DALLAS, Ga. – A total of nine students and staff members at a Georgia high school have tested positive for the coronavirus, the principal said in a letter to parents after the school made headlines for online photos showing hallways packed with teens — many of them not wearing masks.
Principal Gabe Carmona wrote Saturday that six students and three staff members at North Paudling High School west of Atlanta tested positive for COVID-19. The Atlanta Journal-Constitution reported it obtained the principal’s letter from a spokesman for the Paulding County School District.
Recommended Videos
The infected students and staff members were inside the school building “sometime” last week, Carmona’s letter said. He said the school was disinfecting the building, but it was unclear whether the school would quarantine other students and staff who may have been exposed.
Meanwhile, school officials in a nearby metro Atlanta county reported 12 students and two staff members across a dozen schools tested positive for the virus during their first week back at school. The Cherokee County school system reported that more than 250 students with potential exposure had been sent home to quarantine for two weeks.
“We have students and staff reporting presumptive, pending and positive COVID-19 tests every day, and this will continue as we operate schools during a pandemic,” Cherokee County Schools Superintendent Brian Hightower wrote in a letter to parents Friday.
Cherokee County also drew attention because of online photos. Dozens of students at two of its high schools squeezed together for first-day-of-school senior photos. None wore masks.

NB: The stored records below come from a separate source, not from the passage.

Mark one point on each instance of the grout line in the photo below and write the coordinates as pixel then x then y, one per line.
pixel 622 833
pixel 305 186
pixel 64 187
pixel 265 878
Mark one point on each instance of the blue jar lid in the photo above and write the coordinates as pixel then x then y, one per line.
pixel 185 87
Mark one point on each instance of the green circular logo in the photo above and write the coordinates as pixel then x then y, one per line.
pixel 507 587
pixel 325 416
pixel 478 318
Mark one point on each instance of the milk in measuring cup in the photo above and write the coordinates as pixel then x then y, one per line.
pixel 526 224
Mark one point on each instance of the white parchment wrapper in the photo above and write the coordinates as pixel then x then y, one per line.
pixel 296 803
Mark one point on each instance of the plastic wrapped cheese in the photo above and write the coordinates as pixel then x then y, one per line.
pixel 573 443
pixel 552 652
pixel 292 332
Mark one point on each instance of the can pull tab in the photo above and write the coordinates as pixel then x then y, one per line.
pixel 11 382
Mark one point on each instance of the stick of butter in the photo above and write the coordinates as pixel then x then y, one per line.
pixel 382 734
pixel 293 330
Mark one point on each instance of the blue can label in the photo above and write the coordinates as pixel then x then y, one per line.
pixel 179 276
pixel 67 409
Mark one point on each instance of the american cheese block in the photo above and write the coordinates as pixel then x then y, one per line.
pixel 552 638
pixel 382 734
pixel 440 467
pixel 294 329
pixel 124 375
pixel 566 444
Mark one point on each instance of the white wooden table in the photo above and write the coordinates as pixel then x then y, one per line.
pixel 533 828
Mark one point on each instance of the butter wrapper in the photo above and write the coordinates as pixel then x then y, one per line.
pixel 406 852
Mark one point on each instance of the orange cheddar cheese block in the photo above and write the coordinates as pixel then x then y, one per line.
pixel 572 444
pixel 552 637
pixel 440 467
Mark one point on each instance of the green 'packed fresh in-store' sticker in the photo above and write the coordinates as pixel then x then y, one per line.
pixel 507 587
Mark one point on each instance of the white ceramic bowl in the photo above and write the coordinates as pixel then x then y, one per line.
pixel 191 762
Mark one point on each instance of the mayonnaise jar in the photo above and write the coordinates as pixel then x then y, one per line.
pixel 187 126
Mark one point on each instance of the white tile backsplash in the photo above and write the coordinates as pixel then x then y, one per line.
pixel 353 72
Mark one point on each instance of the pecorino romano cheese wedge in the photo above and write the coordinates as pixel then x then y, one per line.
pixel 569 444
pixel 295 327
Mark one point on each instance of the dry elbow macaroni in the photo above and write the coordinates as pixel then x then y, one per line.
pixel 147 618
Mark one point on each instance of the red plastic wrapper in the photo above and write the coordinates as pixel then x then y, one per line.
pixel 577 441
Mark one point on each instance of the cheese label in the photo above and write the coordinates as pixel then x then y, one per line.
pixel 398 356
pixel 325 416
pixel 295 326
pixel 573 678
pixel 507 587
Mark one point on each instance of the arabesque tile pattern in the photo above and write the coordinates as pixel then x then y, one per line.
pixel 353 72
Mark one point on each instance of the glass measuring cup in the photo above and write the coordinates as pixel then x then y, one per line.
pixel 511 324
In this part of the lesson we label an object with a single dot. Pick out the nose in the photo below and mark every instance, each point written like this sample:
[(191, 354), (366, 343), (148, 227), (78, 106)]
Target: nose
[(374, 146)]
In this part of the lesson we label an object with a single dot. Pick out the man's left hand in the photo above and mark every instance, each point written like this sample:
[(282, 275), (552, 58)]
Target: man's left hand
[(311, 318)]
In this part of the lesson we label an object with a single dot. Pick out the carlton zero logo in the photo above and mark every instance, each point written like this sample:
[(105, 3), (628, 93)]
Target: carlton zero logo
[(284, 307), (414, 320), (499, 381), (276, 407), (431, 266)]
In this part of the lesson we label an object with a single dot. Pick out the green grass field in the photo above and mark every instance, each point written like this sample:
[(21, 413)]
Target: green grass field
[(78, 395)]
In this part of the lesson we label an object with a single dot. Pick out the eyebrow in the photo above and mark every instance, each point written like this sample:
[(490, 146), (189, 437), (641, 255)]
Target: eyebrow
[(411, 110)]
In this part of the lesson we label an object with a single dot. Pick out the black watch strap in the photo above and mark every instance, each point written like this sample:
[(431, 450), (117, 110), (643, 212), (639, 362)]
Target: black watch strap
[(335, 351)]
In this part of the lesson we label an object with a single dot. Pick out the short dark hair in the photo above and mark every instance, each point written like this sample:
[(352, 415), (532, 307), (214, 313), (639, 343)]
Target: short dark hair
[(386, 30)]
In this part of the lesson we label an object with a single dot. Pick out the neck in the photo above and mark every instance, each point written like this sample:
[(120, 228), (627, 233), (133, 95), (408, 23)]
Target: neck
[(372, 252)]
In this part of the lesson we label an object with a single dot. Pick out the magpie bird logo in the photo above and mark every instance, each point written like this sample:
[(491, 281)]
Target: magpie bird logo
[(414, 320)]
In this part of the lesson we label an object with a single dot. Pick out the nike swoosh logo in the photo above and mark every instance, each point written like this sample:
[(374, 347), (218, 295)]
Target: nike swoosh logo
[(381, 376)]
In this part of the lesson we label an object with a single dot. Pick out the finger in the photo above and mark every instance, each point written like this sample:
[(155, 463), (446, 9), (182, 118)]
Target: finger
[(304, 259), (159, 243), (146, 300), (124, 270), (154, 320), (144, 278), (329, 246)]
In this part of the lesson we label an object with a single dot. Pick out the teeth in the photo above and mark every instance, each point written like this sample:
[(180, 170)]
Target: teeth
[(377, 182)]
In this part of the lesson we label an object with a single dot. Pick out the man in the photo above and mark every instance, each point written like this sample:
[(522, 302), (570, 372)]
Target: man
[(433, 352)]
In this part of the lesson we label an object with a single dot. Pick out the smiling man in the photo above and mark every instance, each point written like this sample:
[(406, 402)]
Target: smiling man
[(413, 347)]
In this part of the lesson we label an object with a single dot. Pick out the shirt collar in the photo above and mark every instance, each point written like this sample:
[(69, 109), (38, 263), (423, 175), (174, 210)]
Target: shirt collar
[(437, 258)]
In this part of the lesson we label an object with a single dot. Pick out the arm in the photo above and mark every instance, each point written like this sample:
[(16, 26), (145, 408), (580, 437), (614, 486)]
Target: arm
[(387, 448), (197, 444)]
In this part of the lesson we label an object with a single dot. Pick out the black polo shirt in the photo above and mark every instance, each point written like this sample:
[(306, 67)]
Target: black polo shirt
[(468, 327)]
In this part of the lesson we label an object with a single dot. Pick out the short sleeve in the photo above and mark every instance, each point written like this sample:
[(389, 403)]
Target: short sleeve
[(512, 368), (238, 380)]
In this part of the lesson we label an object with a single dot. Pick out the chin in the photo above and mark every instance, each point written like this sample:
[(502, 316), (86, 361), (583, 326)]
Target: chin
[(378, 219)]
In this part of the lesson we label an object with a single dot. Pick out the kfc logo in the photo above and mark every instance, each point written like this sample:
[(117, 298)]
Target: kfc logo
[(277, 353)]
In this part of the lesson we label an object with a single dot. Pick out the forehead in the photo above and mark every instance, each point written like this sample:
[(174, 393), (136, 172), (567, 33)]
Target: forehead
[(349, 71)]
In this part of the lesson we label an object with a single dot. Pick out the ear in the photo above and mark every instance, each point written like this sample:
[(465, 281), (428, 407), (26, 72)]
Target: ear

Hightower said in his letter that many of the seniors in those online photos “wear masks routinely” — though the schools don’t require them to. He also said the school system was taking “extra steps for transparency.” In addition to the superintendent’s letter, the school system posted information about all confirmed infections and quarantines on its website.
North Paulding High School made headlines last week after photos posted on social media showed crowded hallways and some maskless faces.
Paulding County Superintendent Brian Ottot said photos of the crowded hallways were accurate, but also said the district is following state guidelines and that students need longer than a few minutes in the hall to catch the virus from others.
Ottot defended the district’s decision not to require masks. He wrote that wearing a mask “is a personal choice and there is no practical way to enforce a mandate to wear them.”
North Paulding student Hannah Watters was suspended last week for taking a photo and video of the school and sharing them with news organizations. The suspension was dropped on Friday.
Paulding County’s 30,000 students were offered a remote learning option. About 30% of students chose online learning. Cherokee County school officials said 22% of the districts 42,200 students opted to start the year with online classes.